PROTESTANT INFALLIBILITY.

ROMANS XIV. 4.

WHO ART THOU THAT JUDGEST ANOTHER MAN'S SERVANT?

THAT was a noble fight, which was fought by Luther and his printing press, when they rescued the Bible from the grasp of priests, and turned it from the charter of an incorporated tyranny into the patent of universal freedom. If the most

solemn æra of the world's history was that in which Christ himself walked its fields in Palestine, and refreshed its weary heart with the living spectacle of heavenly virtues, and entered death that he might illustrate life, and, as he ascended, bequeathed to all generations the dignity and responsibility of an immortal hope; the next in interest is the period when the true record of those things was brought again beneath the eye of men, and to the ear of thought the voice of Christ was made to speak once more, and the image of his mind was sent round the homes of the people, and went about, like himself, doing good. If that book is to fulfil its appointed. function, as the sinner's conscience, and the mourner's friend, and the oppressor's foe, it must be accessible to all men, in all stations of life and moods of mind; not dealt out only in the place of pulpits, and spoiled by the voice of preachers, and

selected by the will of priests; but abandoned, whole and entire, warning and promise, history, parable, miracle and prophecy, to the reason and the heart of all whom it may concern.
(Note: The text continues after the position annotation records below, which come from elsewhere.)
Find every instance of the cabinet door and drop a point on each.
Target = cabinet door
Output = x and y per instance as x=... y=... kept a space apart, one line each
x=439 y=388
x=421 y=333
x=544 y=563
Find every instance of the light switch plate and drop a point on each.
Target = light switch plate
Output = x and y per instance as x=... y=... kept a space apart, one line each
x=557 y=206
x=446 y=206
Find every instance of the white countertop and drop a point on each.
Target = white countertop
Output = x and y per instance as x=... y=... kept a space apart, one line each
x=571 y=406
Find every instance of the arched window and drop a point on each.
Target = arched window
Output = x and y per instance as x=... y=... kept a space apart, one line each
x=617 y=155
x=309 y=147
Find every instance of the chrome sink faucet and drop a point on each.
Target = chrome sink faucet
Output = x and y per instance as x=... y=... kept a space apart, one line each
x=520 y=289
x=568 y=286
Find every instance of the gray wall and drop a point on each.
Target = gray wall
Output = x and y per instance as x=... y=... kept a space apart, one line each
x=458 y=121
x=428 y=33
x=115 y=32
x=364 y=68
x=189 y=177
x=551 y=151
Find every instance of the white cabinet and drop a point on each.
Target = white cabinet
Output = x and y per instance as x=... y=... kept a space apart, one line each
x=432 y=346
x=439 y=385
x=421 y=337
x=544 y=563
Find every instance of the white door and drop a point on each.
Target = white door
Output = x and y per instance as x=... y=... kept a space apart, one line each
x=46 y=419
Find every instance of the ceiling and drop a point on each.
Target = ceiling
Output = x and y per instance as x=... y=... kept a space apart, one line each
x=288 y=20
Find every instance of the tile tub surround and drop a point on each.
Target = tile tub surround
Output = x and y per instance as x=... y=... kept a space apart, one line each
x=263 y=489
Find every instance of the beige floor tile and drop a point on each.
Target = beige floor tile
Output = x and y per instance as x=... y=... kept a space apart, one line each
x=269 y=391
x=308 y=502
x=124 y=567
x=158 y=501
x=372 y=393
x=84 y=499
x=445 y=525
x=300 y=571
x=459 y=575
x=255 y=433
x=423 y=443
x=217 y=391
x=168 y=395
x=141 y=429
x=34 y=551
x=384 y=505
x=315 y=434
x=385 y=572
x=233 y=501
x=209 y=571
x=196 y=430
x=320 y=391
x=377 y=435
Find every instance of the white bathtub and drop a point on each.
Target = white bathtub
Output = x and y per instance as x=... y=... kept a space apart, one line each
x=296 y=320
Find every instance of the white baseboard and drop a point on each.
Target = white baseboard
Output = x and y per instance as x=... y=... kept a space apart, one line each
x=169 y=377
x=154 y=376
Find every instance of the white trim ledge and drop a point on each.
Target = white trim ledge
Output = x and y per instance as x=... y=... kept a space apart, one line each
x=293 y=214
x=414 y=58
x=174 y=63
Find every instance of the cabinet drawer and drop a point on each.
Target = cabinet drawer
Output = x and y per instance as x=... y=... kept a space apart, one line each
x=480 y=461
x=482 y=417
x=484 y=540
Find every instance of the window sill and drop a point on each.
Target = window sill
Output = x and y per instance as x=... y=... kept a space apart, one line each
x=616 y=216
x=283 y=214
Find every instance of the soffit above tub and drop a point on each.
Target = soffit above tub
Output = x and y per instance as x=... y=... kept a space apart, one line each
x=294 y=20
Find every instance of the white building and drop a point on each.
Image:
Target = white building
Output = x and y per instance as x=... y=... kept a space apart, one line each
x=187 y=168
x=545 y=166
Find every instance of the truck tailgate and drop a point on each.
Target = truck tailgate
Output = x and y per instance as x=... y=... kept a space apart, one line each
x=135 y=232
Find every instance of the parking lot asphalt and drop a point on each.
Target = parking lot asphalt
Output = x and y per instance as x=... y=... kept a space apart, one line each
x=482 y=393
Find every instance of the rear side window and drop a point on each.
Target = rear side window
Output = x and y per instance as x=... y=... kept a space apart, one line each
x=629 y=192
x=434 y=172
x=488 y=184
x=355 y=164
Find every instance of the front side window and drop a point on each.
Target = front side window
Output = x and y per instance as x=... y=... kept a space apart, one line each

The inquirer must have it, whenever the anxiety of doubt, or the spirit of speculation, urges him to its page; and he can borrow from it the solution of some perplexity, or shed on it the illumination of fresh thought. The sorrowing must have it, whenever the waywardness of grief may make it welcome, and to the touched heart there may be a gentleness in its voice of comfort, and a brilliancy in its scenery of hope, that may make them sacred to the memory for ever. The proud must have it, that, when no eye is on him but that of God, he may hear the withering words with which Christ could blight the Pharisee, and witness how mean is every distinction compared with that moral dignity which could raise the outcast from the dust, and seek the friendship of the publican, and praise the virtues of the Samaritan. The penitent must have it, that, at the happy moment, the eye of Christ may look into his heart, and bid it sin no more; and when the first effort is tempted to relax, his spirit of untiring duty may put weariness to flight; and when the self-gratulation of victory creeps in, the immense ambition of future progress may absorb the silly vanity of present attainment. The tyrant must have it, he that tramples on happiness and life for his own vile greatness, and hews a way of guilt and woe to an eminence of praise and hate,-that he may learn of a tribunal above, which frowns while it forbears, and waits only till the last drop of his brother's blood shall have cried to it from the ground. The slave, too, must have it, to tell him the incredible story of his origin and his end,—to whisper to him (if he can but believe so strange a thought to be a truth and not a mockery) the equal responsibility of all men; to persuade him that the end is not yet, nor this earth an image of the skies; that while here he is degraded, abandoned to an animal nature, sometimes pampered, and sometimes tortured, left without

duties because without rights, he goes in the great multitude of bond and free to that world where he will discover what he is worth in the creation of God, feel the mighty stirrings of a moral nature within him, and find, in verity, that of one blood, of one law, of one destiny, has God made all nations.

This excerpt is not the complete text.